We discouraged a side return extension in this case as the space was needed at the end of the annex and not in front of the bathroom and the 2 double bedrooms should not be compromised in terms of space, light and outlook. No planning risk was to be taken. The garden offered plenty of space to extend.
The developed design proposed a standard 3m rear extension of the existing annex and a scheme of 3 large, modern, square bay windows, which were pushed out into the side return. They feature frameless glass corners and the solid floors and roofs cantilever out over the external ground, so no foundation work was necessary.
The big glass pane facing the side return is opaque to let much light but no views in while the clear, small side panels channels the views to the garden and through one ‘outie’ after the other.

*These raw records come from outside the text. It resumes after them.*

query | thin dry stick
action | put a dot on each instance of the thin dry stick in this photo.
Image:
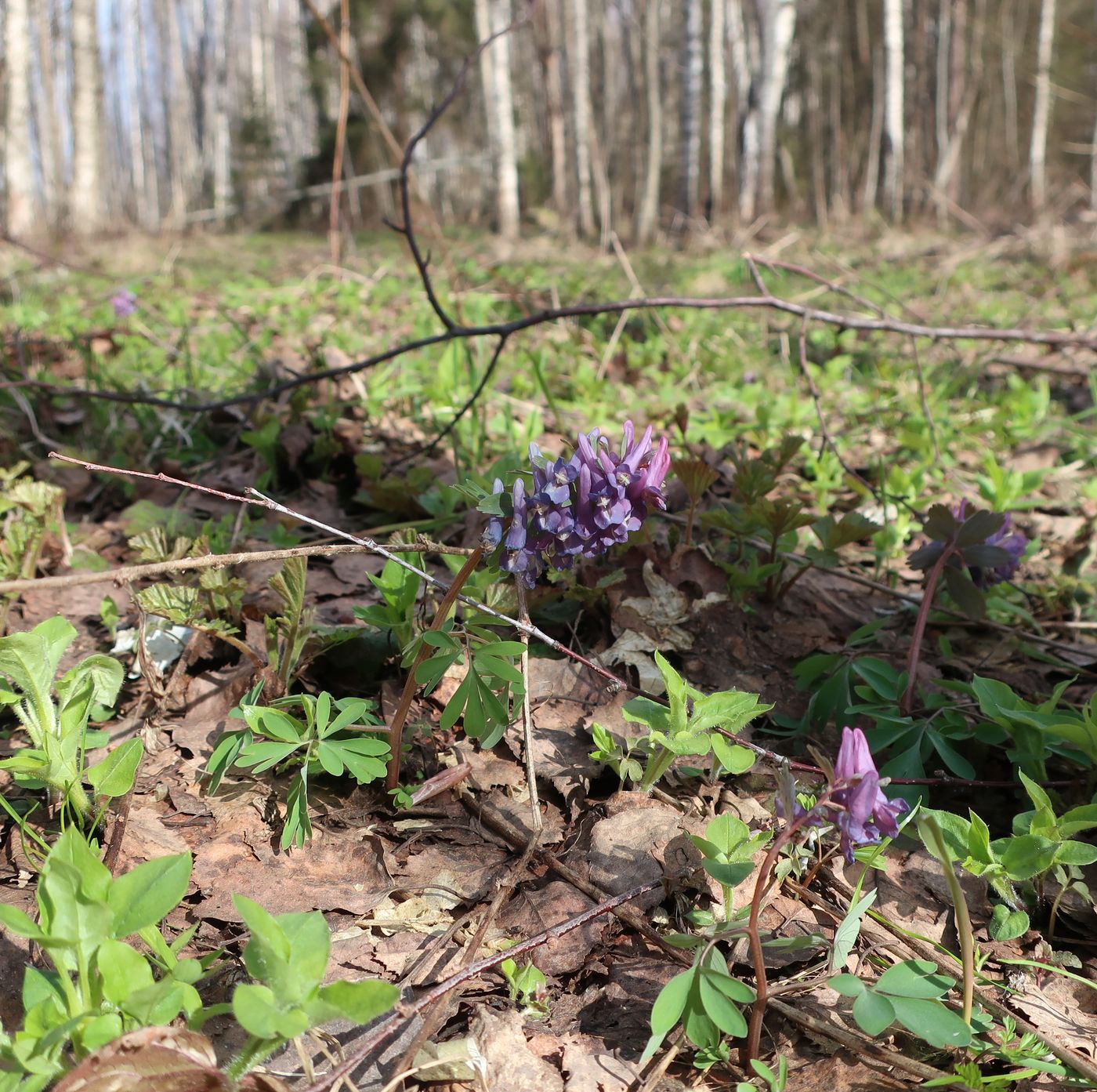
(391, 1026)
(396, 726)
(531, 771)
(128, 574)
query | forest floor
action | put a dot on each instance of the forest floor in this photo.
(413, 894)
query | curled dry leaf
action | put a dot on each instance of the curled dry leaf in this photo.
(159, 1059)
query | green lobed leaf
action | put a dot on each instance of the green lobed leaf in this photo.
(932, 1021)
(114, 775)
(146, 894)
(874, 1012)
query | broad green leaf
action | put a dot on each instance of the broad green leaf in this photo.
(874, 1012)
(719, 1007)
(146, 894)
(734, 757)
(114, 775)
(667, 1010)
(847, 933)
(1007, 924)
(1075, 853)
(124, 970)
(266, 952)
(914, 978)
(360, 1002)
(1026, 856)
(932, 1021)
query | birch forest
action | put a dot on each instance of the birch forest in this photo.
(638, 118)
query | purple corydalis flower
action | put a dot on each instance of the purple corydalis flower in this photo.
(863, 814)
(853, 803)
(581, 506)
(124, 303)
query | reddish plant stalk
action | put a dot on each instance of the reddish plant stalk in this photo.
(919, 627)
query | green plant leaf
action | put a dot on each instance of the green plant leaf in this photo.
(719, 1007)
(359, 1002)
(146, 894)
(847, 933)
(932, 1021)
(914, 978)
(1007, 924)
(113, 776)
(874, 1012)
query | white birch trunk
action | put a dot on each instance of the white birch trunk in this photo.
(579, 56)
(49, 122)
(718, 107)
(507, 177)
(759, 128)
(649, 211)
(1041, 107)
(87, 197)
(219, 20)
(19, 170)
(690, 145)
(893, 107)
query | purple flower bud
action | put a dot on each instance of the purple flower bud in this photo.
(124, 303)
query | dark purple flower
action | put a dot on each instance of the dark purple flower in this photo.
(124, 303)
(1006, 538)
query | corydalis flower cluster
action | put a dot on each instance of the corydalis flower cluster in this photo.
(853, 803)
(581, 506)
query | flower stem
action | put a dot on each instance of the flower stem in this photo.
(396, 726)
(919, 628)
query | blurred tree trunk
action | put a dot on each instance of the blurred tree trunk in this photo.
(759, 129)
(85, 197)
(493, 16)
(19, 170)
(579, 55)
(548, 16)
(49, 122)
(219, 135)
(649, 212)
(184, 168)
(690, 135)
(893, 112)
(1041, 107)
(718, 107)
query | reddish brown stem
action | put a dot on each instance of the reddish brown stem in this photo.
(919, 628)
(396, 726)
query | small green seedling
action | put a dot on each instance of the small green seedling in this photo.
(908, 992)
(691, 724)
(55, 715)
(527, 985)
(334, 738)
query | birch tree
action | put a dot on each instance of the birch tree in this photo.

Each of them contains one of the crucial functions of the new, main, open-plan space of the flat. This layout proved itself very spatially effective: The first ‘outie’ – all of them being 600mm deep- offers a space for part of the kitchen run, comprising the sink.
The second is the client’s study, with a desk neatly built into it, some pull-out table top for the keyboard, space & connection cables for the computers and folding door panels in order to close it all off after work!
The lounge outie features a build-in couch allowing sitting -even in winter- half inside and half outside, blurring the boundaries between the lounge and the garden. The couch, cushion and pads could fold out into a guest bed as well, which could be closed off by an extra curtain.
2.8m high sliding folding doors allow opening the kitchen-dining-living area in its entire width to the patio and garden, without any threshold, which provides a spatially generous feel for the whole flat.